Daubenschlag / Saverne / Tour de Brotsch

Je vais diviser cette étape en deux parties même si c’est la plus courte depuis le début de notre périple, mais j’ai beaucoup de choses à vous raconter.

La première partie va s’arrêter à Saverne.

Dans une brume, les rayons du soleil tentent de se frayer un passage. 

Le rocher où nous venons de passer la nuit se situe au-dessus d’Ernolsheim-les-Saverne.

Les archéologues ont retrouvé des écrits au sujet de ce château de Warthenberg Daubenschlagfelsen datant de l’an 1158. Il fut construit sur un conglomérat de roche de 190 mètres de long pour 50 mètres de large. Ces ruines étaient recouvertes de terre et le plateau était boisé, il fut découvert en 1979, il aura fallu douze années de fouilles archéologiques pour mettre à la lumière les ruines de cet important édifice.

De château en roches voici celle de Hunnelfelsen, puis le Kanzel qui nous offre une vue sur la plaine.

Qu’est-ce que nous marchons vite, car nous arrivons au Mont Saint Michel ! Oui c’est bien ce nom qui n’a rien à voir avec le lieu que se disputent Normands et Bretons.

On y trouve une chapelle mais ce qui nous intéresse le plus ce sont les légendes qui gravitent autour de ce site, d’ailleurs la chapelle fut construite pour mettre fin a des pratiques païennes.

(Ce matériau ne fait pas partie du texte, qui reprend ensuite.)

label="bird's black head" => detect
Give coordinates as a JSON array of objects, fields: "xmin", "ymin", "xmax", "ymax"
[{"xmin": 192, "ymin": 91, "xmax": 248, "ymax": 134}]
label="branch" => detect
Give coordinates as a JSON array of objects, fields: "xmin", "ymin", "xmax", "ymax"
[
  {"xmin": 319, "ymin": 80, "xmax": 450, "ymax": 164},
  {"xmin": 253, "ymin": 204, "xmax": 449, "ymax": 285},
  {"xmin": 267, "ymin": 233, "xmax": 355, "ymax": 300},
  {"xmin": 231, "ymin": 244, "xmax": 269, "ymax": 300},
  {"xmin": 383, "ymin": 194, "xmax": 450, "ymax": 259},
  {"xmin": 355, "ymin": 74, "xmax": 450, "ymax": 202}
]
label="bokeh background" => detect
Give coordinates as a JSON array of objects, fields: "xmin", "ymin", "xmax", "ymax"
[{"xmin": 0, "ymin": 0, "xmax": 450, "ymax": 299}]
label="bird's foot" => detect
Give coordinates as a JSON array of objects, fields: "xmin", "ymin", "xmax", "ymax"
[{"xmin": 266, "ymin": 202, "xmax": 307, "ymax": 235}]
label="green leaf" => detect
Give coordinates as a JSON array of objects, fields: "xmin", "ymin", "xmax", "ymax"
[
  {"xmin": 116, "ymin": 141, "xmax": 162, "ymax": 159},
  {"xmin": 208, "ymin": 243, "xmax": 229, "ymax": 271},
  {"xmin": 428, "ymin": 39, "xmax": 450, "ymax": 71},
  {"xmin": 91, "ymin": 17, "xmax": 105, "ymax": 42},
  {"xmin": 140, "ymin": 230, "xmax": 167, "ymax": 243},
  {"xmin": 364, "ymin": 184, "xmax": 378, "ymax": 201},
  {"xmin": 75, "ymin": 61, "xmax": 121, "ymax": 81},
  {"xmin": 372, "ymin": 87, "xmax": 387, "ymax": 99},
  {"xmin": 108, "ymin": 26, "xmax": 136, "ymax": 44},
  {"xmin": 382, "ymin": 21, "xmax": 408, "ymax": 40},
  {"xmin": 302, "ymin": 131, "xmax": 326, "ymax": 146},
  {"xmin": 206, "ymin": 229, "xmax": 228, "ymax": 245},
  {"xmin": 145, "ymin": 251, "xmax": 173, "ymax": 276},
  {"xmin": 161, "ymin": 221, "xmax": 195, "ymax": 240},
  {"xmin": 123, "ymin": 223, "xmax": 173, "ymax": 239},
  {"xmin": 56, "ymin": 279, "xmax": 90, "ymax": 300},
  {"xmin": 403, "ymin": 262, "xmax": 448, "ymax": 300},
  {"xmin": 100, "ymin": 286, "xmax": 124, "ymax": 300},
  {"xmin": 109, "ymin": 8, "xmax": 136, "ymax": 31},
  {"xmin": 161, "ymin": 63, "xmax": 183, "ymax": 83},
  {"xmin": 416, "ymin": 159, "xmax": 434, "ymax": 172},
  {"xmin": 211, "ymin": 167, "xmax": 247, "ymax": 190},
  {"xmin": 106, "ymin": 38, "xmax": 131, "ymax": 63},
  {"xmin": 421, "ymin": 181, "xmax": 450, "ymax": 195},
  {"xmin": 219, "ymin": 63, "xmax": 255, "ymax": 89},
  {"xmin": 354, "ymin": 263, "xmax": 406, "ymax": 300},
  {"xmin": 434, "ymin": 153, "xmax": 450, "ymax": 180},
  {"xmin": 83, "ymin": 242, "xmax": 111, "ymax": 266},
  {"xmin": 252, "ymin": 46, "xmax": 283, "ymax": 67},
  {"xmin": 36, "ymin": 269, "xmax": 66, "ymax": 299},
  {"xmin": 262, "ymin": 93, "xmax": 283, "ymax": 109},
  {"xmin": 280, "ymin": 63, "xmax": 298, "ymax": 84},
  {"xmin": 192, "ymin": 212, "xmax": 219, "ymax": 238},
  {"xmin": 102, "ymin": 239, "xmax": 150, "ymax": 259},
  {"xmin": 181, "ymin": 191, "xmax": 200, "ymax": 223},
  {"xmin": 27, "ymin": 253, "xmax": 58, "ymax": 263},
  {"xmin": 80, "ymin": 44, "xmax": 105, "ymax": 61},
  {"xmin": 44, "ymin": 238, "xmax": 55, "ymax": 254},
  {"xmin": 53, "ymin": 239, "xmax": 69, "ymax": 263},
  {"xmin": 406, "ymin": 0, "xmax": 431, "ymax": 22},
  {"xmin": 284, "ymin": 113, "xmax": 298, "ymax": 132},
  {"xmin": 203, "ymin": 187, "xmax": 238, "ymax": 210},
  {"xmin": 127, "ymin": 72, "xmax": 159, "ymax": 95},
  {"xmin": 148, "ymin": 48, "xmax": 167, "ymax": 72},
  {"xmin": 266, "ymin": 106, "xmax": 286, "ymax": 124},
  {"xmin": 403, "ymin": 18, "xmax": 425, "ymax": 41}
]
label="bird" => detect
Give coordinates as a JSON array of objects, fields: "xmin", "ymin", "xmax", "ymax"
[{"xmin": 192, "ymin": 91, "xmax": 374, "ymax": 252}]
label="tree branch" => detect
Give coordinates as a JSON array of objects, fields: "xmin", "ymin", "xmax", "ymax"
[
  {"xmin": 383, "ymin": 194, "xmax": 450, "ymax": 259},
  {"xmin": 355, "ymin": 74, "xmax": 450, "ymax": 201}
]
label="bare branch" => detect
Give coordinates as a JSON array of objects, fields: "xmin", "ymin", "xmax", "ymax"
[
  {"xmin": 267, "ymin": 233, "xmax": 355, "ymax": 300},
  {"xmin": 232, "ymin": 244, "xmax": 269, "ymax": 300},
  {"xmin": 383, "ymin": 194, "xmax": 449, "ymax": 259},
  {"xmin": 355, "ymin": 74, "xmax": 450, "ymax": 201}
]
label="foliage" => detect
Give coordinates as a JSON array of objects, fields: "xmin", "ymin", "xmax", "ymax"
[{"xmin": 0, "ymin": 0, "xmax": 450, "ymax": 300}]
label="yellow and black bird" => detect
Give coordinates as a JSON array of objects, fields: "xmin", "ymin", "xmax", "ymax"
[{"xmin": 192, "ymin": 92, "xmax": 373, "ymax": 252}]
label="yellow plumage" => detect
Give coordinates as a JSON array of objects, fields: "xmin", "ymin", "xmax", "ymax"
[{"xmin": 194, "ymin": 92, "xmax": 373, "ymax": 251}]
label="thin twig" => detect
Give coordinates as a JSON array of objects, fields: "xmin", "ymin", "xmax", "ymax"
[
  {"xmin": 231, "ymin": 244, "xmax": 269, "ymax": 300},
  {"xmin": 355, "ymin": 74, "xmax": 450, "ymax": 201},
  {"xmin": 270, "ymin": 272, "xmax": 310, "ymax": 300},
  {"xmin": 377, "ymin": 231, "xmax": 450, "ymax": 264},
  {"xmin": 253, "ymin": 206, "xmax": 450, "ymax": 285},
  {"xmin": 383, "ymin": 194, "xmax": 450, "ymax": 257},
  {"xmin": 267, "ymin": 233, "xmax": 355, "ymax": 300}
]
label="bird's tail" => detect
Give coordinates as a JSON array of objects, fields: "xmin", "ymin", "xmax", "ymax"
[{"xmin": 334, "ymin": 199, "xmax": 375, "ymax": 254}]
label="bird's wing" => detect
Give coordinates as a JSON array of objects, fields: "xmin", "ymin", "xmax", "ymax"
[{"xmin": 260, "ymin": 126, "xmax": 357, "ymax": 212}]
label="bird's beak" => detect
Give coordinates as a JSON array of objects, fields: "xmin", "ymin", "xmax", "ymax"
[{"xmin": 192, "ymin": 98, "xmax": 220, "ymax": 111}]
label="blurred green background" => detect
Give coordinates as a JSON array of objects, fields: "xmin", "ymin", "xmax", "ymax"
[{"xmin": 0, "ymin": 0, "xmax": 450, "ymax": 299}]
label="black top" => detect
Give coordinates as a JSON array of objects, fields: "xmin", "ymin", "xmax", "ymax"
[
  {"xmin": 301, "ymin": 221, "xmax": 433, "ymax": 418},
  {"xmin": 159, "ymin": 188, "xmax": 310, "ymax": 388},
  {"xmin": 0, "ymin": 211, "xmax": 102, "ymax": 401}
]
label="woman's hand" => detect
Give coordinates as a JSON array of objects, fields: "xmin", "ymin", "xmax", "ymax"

Tout d’abord le rond des sorcières : rond, chaudron ou école des sorcières ?

L’imagination populaire dit qu’au XII eme siècle, les jours de sabbat les sorcières se réunissaient, chevauchaient ou dansaient.

D’autres pensent que se sont succédés druidesses et druides, fées ou sorcières pour un culte solaire ou astral.

Enfin certains disent qu’il y eut une construction circulaire détruite au XVI ème siècle lors de la construction de la chapelle.

Aujourd’hui cela ressemble plus à la piscine des sorcières.

 Des escaliers taillés dans la roche au XVII ème siècle nous permettent de descendre à la base de cette roche et nous découvrons la grotte des fées. On y voit une tombe anthropomorphe taillée à même la roche.

La légende y voit la tombe d’Itha la sorcière emmurée vive, sur ordre de son mari, horrifiée par les pratiques de son épouse.

Une étroite ouverture naturelle dans la roche, symbole de féminité, est censée guérir des fièvres, maux de dents et de tête ou favoriser les mariages heureux et féconds.

N’ayant mal nulle part, nous ne pouvons pas vérifier les dires. Quand au mariage heureux le nôtre dure depuis 11 ans nous n’avons pas attendu d’arriver à cette roche !

Enfin les sorcières et êtres particulier sont bien présents alors où est l’irréel et le réel ?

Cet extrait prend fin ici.